日本有数の離島を抱える鹿児島。港では、この時期、出会いと別れの風景があちこちで見られる。
フェリーには、徳之島や与論など離島に向かう教師を激励する横断幕がいくつも掲げられた。「先生! 私たちのこと忘れないでね」。拡声機を使って別れの言葉を述べたり、生徒たちが校歌を歌ったり。教員の夫とともに徳之島に渡る中玉利裕子さん(44)は「フェリーでの別れは、離ればなれになる寂しさが募りますね」と熱くなった目頭を押さえた。
港に蛍の光が流れると、たくさんの思い出を乗せてフェリーが水平線に消えていく。手を振りつづける姿がいつまでもやまない。

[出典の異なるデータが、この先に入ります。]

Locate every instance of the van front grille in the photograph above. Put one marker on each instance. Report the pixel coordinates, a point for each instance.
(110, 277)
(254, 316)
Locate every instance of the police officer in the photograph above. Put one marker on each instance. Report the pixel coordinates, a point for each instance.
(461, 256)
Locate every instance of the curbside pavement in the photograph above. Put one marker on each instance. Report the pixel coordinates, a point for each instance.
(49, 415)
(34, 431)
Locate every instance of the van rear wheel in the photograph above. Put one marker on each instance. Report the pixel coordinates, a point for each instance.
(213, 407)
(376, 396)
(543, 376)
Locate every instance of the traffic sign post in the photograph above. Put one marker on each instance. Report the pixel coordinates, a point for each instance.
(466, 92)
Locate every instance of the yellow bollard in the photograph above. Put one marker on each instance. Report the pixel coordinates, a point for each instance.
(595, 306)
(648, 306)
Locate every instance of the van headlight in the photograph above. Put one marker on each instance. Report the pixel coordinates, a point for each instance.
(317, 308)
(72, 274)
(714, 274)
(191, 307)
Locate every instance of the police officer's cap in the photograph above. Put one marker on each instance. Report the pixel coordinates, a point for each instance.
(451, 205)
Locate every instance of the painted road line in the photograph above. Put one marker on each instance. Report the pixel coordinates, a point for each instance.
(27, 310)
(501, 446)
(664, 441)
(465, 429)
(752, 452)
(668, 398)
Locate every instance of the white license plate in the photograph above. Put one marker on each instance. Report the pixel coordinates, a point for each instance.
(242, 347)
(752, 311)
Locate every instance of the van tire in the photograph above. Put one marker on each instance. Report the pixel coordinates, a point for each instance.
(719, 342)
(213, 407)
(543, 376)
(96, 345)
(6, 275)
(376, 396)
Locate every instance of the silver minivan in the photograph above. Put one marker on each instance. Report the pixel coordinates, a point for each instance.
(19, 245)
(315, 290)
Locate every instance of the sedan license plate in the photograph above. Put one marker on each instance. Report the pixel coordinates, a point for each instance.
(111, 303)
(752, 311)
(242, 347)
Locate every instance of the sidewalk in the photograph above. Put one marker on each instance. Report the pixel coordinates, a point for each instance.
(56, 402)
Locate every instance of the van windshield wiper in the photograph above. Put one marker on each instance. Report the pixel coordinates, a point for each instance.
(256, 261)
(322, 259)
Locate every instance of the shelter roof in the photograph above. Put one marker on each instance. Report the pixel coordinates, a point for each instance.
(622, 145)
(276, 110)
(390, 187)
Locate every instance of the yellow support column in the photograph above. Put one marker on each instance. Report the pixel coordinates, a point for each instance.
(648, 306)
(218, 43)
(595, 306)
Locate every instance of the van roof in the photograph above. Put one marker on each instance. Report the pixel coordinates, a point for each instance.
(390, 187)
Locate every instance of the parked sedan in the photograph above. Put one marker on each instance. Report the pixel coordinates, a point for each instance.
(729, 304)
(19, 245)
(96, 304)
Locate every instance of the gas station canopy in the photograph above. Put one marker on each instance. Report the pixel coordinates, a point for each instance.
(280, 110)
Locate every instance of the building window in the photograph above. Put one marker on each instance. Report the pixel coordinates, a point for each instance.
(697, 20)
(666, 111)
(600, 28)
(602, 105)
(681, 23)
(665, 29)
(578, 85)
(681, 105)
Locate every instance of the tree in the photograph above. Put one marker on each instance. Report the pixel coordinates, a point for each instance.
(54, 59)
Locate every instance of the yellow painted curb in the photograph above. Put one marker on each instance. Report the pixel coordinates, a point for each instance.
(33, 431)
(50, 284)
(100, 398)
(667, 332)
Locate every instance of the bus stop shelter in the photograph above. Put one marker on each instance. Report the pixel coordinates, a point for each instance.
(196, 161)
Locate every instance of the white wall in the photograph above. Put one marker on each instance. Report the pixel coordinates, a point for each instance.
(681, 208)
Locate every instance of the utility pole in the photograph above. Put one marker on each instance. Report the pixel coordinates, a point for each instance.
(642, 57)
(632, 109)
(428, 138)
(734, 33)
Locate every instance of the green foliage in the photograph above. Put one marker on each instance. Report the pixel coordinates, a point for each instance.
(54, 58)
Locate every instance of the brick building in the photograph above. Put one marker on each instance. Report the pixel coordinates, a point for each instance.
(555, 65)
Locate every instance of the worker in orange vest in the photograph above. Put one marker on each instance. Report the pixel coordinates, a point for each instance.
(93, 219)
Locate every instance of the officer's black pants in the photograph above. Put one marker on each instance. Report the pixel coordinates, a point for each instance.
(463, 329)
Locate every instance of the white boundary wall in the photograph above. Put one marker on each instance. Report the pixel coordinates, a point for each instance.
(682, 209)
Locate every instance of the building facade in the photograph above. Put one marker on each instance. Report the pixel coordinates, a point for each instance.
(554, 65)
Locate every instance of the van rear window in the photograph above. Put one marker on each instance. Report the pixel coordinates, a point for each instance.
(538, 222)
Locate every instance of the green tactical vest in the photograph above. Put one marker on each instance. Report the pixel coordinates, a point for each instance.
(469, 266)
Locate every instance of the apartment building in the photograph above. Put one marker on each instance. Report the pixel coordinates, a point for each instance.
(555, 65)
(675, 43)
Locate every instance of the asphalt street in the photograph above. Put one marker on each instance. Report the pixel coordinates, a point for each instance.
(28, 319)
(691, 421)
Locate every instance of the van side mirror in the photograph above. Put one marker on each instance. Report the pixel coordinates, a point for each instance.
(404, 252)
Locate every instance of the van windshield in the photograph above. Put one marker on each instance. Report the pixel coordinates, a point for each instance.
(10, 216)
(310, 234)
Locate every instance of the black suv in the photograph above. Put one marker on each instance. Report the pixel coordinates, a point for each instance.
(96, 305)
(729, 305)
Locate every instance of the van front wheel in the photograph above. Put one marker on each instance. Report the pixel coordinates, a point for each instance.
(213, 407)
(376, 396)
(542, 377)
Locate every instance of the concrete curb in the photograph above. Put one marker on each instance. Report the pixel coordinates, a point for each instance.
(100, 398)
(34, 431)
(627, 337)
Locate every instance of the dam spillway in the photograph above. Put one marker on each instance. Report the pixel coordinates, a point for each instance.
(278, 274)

私も長崎五島から福岡に異動するときに、フェリー太古での別れを経験した。今とは違い携帯電話も無い、インターネットだって無い時代、離島での生活は本当に大変だった。新聞は「長崎新聞」以外は昼過ぎにしかこない。もちろん夕刊なんて無い。まともな本屋やビデオ屋は1軒しか無かった。私が読むような雑誌は当然置かれていない。「年間購読」ってのはこういう所のためにあるのだと知った。X68ユーザーだったので、当然ソフトも周辺機器も置いていない。通販が頼みだった。離島運賃がかからない運送屋が神に思えた。1日、いや1秒でも早くここから脱出したいと思っていた。
引越の日、軽トラ1台ちょっとの荷物で、早朝の荷出しだったので、自分と運送屋さんだけでやるつもりだった。それなのに何も言っていないのに手伝いに来てくれた。港へ着いたら、みんなが見送りに来ていた。「おなかすくよ」って弁当を持たせてくれた。紙テープも持たされた。とても恥ずかしかった。船が動き出し、テープがちぎれる。フェリーってのは意外と速いので、手を振るみんながあっという間に小さくなっていく。

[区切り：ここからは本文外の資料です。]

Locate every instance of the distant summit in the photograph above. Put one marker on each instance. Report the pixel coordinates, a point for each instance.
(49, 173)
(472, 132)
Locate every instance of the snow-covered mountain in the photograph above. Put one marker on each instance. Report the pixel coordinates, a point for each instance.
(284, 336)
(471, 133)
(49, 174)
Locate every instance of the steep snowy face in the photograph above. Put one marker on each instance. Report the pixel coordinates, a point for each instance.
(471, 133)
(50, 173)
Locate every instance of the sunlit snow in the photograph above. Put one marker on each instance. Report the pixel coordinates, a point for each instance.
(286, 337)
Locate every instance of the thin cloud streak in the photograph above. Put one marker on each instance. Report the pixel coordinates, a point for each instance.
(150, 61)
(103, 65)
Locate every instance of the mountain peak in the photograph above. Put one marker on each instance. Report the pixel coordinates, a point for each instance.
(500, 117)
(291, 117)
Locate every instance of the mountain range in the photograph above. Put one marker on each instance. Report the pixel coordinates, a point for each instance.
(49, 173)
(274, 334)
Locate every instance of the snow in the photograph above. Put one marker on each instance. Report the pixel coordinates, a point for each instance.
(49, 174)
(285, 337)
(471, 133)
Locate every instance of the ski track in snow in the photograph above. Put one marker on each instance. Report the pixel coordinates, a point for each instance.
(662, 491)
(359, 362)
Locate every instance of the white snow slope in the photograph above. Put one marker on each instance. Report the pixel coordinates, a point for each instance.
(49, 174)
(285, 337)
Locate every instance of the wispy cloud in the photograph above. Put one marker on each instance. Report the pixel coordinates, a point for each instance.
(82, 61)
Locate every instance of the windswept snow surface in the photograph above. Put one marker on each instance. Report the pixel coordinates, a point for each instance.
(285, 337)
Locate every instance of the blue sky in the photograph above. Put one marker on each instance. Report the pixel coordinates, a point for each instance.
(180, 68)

初めて親元から離れ、とても不安な気持ちで港に降りたった私を迎えてくれたこと。メシや買い物の場所を教えてもらったこと。海水浴やウニ採りに連れて行ってもらったこと。正月には店が閉まってしまうので、日替わりで家に呼んでもらい御馳走になったこと。いろんなことが一気に思い出され、泣いた。しばらくして弁当を開いたら二食分入っていた。9時間近くの長旅だから、腹が減らないようにという気遣いだろう。泣きながら食った。「いいとこでは無かったかもしれないけど、いい人たちばかりだったな」と思った。
でも、博多湾に入って福岡のイルミネーションが見え始めたとき「やっぱこっちだよな」と思った(笑)

おまけ

それでも五島ではテレビは民放4局しっかり映った。あれから16年の歳月が経ち、地上デジタル放送が始まろうかとしている今、陸続きのはずの宮崎では未だに民放2局だ。


宮崎県のテレビ事情は全国でも一、二を争うほど悪いとされている。このため、衛星放送加入率が全国で最も高い。また放送開始は遅く、放送終了は早い(午前0時台に放送終了の場合もある)。
鹿児島県に近い地域では鹿児島の民放、大分県に近い地域では大分の民放も視聴できるが、大半の地域はケーブルテレビに加入しなければ、県内の民放2局しか視聴できない。(最大都市である宮崎市内では他県の電波はまず受信できない。)
宮崎は「陸の孤島」だが、「電波の孤島」でもあるのだ。